The global oil market witnessed a significant surge in prices as political upheaval rocked two of the world’s largest crude producers, Iran and Saudi Arabia.

Brent crude oil, against which Nigerian oil is priced, rose above $84 a barrel while West Texas Intermediate (WTI) oil climbed over the $80 threshold.

The sudden spike in oil prices followed a tragic incident in Iran, where President Ebrahim Raisi and Foreign Minister Hossein Amirabdollahian lost their lives in a helicopter crash.

Simultaneously, apprehensions over the health of Saudi Arabia’s king added to the geopolitical tensions gripping the oil market.

Saudi Arabia stands as the leading producer within the Organization of the Petroleum Exporting Countries (OPEC), while Iran ranks as the third-largest.

Despite these significant developments, there are no immediate indications of disruptions to oil supply from either nation.

Iranian Supreme Leader Ayatollah Ali Khamenei reassured that the country’s affairs would continue without interruption in the aftermath of the tragic event.

However, the geopolitical landscape remains fraught with additional concerns, amplifying market volatility.

In Ukraine, drone attacks persist on Russian refining facilities, exacerbating tensions between the two nations.

Moreover, a China-bound oil tanker fell victim to a Houthi missile strike in the Red Sea, further fueling anxiety over supply disruptions.

Warren Patterson, head of commodities strategy for ING Groep NV in Singapore, remarked on the market’s reaction to geopolitical events, noting a certain desensitization due to ample spare production capacity within OPEC.

He emphasized the need for clarity from OPEC+ regarding output policies to potentially break the current price range.

While global benchmark Brent has experienced a 9% increase year-to-date, largely driven by OPEC+ supply cuts, prices had cooled off since mid-April amidst easing geopolitical tensions.

Attention now turns to the upcoming OPEC+ meeting scheduled for June 1, with market observers anticipating a continuation of existing production curbs.

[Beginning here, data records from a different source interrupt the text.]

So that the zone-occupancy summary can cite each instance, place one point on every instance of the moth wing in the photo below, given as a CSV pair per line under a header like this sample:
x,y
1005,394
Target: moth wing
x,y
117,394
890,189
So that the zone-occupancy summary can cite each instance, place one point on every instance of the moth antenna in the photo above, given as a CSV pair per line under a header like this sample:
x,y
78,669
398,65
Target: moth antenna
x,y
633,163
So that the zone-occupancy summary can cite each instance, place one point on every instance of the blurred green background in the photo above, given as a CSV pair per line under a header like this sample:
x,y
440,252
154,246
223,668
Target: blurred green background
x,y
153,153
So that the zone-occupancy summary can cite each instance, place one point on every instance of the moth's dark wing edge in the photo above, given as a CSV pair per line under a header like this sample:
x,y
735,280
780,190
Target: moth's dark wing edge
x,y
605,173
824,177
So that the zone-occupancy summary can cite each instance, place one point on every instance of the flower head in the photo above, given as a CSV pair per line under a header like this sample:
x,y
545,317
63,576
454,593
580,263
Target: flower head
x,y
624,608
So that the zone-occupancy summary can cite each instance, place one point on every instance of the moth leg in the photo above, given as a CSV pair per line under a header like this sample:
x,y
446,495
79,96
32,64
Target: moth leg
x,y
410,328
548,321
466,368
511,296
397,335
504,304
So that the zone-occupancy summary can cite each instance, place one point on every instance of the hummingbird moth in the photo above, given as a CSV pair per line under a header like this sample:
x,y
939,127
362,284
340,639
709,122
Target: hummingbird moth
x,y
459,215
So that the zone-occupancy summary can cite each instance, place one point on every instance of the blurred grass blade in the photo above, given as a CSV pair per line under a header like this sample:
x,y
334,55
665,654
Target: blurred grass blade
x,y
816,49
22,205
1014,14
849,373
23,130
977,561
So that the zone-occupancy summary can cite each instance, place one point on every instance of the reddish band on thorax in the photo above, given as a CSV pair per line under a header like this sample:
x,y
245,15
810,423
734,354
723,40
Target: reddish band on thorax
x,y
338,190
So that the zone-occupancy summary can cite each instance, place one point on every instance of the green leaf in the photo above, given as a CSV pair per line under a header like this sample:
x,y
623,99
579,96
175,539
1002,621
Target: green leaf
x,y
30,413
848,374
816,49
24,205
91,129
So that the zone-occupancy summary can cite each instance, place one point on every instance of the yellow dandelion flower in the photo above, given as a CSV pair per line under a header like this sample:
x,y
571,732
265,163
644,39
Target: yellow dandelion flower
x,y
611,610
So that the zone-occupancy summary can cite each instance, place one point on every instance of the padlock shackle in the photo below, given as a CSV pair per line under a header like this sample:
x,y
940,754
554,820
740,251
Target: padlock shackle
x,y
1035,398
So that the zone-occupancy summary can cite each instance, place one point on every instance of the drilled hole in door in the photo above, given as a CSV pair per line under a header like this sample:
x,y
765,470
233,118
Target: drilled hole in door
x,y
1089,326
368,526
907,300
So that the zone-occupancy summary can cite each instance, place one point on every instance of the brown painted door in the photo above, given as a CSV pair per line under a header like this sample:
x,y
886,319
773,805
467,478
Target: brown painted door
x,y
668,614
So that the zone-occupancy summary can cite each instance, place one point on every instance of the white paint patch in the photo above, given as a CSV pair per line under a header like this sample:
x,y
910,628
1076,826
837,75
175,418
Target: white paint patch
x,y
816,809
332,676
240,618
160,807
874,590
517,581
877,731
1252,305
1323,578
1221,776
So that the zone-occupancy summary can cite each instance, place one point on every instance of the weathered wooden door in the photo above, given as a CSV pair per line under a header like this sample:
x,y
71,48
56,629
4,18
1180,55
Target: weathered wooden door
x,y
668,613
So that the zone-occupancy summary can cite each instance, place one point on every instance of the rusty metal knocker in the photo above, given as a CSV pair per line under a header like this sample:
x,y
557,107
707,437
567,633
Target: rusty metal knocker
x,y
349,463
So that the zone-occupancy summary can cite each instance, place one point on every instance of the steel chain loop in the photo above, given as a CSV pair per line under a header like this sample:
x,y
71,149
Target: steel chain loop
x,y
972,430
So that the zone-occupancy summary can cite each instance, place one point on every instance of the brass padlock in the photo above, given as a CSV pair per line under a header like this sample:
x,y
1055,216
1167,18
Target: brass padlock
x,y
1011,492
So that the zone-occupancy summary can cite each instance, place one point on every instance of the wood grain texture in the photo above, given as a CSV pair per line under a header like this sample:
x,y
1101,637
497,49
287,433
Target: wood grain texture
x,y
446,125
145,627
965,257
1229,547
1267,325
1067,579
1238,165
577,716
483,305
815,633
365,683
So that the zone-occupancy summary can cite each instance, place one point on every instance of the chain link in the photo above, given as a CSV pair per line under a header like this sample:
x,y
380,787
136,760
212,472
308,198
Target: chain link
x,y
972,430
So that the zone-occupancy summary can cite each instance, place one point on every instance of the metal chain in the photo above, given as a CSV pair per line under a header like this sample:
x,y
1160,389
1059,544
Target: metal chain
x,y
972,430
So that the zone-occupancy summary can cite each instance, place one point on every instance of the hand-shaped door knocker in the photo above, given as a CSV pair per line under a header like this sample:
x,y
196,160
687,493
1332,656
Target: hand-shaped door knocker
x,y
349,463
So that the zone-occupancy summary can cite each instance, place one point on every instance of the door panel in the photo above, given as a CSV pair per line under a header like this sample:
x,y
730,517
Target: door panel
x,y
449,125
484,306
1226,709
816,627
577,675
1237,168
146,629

Despite the surge in oil prices, there’s a growing sense of bearishness among hedge funds, evidenced by the reduction of net long positions on Brent for a second consecutive week.

This sentiment extends to bets on rising gasoline prices ahead of the US summer driving season, indicating a cautious outlook among investors.

As the oil market grapples with geopolitical uncertainties and supply dynamics, stakeholders await further developments and policy decisions from key players to navigate the evolving landscape effectively.

The coming weeks are poised to be critical in determining the trajectory of oil prices amidst a backdrop of geopolitical turmoil and market volatility.